A Men's Rights Issue

I know a lot has been discussed about “the slap heard around the world” this past weekend at the 94th Academy Awards ceremony, where Will Smith slapped Chris Rock. However, I think there is one key aspect of this traumatic event that is not being discussed – men’s rights. I want to be very clear, that being pro- men’s rights, does not mean that I am dismissive or against women’s rights in any way, as these two social issues are separate, equally important matters. As the actions, and reactions, of Sunday night demonstrate, however, men who are victims of violence need our help to advocate for them too. Just as we continue advocating for the equal rights of marginalized individuals, we need to ensure that every victim receives the care and support they need. I want to recognize that the plight of men who are victims of violence can be rife with unhealthy gender stereotypes and judgement.


We have made such positive, impactful strides to advocate for victim’s rights; but perhaps not when it’s comes to men who are victims of violence. Maybe we are not as “woke” as we thought in the 21st Century. Why is it that this was such a divisive debate about whether a slap was deserved or if it is even considered assault?! We saw other actors console/check-in with Will Smith, or perhaps talk with him to diffuse the situation, but we didn’t see anyone provide comfort or support for Chris Rock while he was on stage. After the altercation, Chris Rock looked stunned and shocked, and appeared to be looking for help or some direction on what to do. Unfortunately, we did not see anyone come to his aid in that moment. We shouldn’t be more concerned about the well-being of a perpetrator and their future career instead of the victim/survivor.


Some would classify Will Smith’s actions as “toxic masculinity”, where others might dismiss it as just more “boys will be boys”. When it comes to conflict resolution between men, the notion that men are allowed to settle their differences with violence needs to stop. Disputes should not resort to violence, and words are not justification to hit someone. The rhetoric that somehow Chris Rock “deserved it”, is along the same lines that domestic violence survivors face when asked “what did you do to provoke this?” Many individuals who were either physically present or watching the Oscars at home may have been triggered, especially men who have been victims of violence, and are probably still experiencing a trauma response. We cannot and should not treat violence and assault lightly.

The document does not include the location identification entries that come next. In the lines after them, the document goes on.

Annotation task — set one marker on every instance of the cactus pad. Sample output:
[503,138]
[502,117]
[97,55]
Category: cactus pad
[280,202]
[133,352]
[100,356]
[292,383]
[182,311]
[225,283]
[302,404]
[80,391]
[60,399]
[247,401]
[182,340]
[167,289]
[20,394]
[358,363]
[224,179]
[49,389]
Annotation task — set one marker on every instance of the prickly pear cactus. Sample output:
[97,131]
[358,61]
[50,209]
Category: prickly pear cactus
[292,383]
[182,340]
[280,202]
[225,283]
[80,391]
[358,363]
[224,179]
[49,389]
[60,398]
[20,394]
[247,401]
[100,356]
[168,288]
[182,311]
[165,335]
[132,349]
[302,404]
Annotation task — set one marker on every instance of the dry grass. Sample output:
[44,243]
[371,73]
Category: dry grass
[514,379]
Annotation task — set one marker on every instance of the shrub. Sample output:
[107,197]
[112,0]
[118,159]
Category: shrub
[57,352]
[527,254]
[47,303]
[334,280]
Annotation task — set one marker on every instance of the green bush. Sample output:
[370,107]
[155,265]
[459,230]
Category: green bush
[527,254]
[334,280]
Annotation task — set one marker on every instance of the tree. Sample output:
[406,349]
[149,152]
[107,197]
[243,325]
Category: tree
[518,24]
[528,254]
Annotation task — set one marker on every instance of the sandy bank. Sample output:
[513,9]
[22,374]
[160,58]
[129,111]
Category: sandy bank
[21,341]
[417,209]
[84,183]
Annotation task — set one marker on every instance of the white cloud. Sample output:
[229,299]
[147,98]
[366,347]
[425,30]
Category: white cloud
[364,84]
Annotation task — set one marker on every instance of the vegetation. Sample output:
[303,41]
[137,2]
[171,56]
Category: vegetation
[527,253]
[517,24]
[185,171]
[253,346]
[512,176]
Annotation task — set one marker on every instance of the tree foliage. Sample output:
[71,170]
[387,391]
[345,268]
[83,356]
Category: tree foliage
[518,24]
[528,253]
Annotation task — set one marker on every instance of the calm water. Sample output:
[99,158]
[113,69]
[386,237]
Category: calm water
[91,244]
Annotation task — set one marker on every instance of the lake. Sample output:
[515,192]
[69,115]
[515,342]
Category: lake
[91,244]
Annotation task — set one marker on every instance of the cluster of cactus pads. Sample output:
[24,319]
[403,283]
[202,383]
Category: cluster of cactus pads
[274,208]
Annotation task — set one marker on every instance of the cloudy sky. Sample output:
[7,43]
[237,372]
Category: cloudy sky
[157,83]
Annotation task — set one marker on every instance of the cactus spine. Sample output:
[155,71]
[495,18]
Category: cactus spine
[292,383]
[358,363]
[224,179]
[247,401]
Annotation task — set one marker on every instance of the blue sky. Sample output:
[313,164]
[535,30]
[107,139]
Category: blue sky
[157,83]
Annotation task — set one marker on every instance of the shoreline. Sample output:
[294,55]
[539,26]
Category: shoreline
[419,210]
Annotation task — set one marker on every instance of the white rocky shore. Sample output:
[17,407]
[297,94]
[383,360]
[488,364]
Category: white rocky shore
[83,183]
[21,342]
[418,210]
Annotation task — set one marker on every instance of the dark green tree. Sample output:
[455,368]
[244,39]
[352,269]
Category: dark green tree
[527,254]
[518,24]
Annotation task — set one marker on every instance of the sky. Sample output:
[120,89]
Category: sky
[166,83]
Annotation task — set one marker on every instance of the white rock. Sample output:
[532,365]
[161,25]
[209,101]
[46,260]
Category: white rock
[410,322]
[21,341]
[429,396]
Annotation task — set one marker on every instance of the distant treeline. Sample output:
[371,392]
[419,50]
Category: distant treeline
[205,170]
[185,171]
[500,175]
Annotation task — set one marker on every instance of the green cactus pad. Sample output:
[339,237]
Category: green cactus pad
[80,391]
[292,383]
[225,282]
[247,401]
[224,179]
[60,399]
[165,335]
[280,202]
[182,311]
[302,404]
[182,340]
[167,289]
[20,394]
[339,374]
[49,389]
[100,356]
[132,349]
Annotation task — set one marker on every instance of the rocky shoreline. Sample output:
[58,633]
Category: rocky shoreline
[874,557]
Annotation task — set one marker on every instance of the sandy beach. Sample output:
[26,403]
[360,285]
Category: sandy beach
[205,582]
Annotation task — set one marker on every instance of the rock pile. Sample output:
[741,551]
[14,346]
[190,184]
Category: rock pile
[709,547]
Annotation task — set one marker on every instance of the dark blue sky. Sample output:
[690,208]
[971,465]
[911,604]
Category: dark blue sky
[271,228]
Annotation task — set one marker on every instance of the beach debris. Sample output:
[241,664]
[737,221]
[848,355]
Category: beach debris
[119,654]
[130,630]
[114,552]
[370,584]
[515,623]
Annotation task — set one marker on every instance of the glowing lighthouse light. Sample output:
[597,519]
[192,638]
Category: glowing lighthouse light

Furthermore, I want to acknowledge the tremendous pressure that Chris Rock must have felt to not press charges. Men may feel pressure to not press charges out of fear of judgment because it may come across as ‘unmanly”. Some may even excuse Will Smith’s actions by saying “what's the big deal, it was just a slap”. It's all violence, whether it's a slap, a punch, or anything else. In this circumstance, it may have looked bad if Chris Rock had pressed charges for assault; but should it? What is wrong with someone who was just assaulted to hold their perpetrator accountable?


I want to be clear - an individual who just assaulted another man was allowed to remain there, and the show went on like nothing had happened. Everyone just watched as a man got up from his seat, walked up on stage, assaulted a person, returned to their seat, and then continue to verbally assault/yell at their victim. Will Smith went on to receive an award and enjoy the rest of the night at the Vanity Fair Oscar Party, but I doubt that Chris Rock fully enjoyed the rest of his night. It has now come to light that Will Smith was allegedly asked to leave the Oscars, but he apparently refused. How was he the one allowed to make that decision and not be forcibly removed?


Will Smith attempted to apologize to the Academy and his fellow actors and nominees during his acceptance speech. However, many people, myself included, believe that his apology should have been directed at Chris Rock. Will Smith has also released a separate statement of apology, but many feel that it is not enough. When Will Smith received his Academy Award for Best Actor, the audience gave him a standing ovation. Why is acceptable to commend someone after they’ve just assaulted another person?!


Some people are demanding repercussions for Will Smith, including being barred from the Academy, as well as returning his Academy Award. The Academy has released a statement stating that they are opening an investigation into Will Smith’s actions and potential consequences. However, they are also giving Will Smith an opportunity to write a letter/statement to the Academy explaining himself and his actions. Chris Rock also needs to be part of this conversation and decision, because we should all be allowed to work and live in safe environment. If we are truly wanting restorative justice, then we can’t only be talking to the perpetrator about what would make people feel better, safer, and heal from trauma wounds.


Men who are victims of violence may face unique challenges that can hinder the healing process. All victims deserve to be heard and part of the discussion, and they deserve equal support.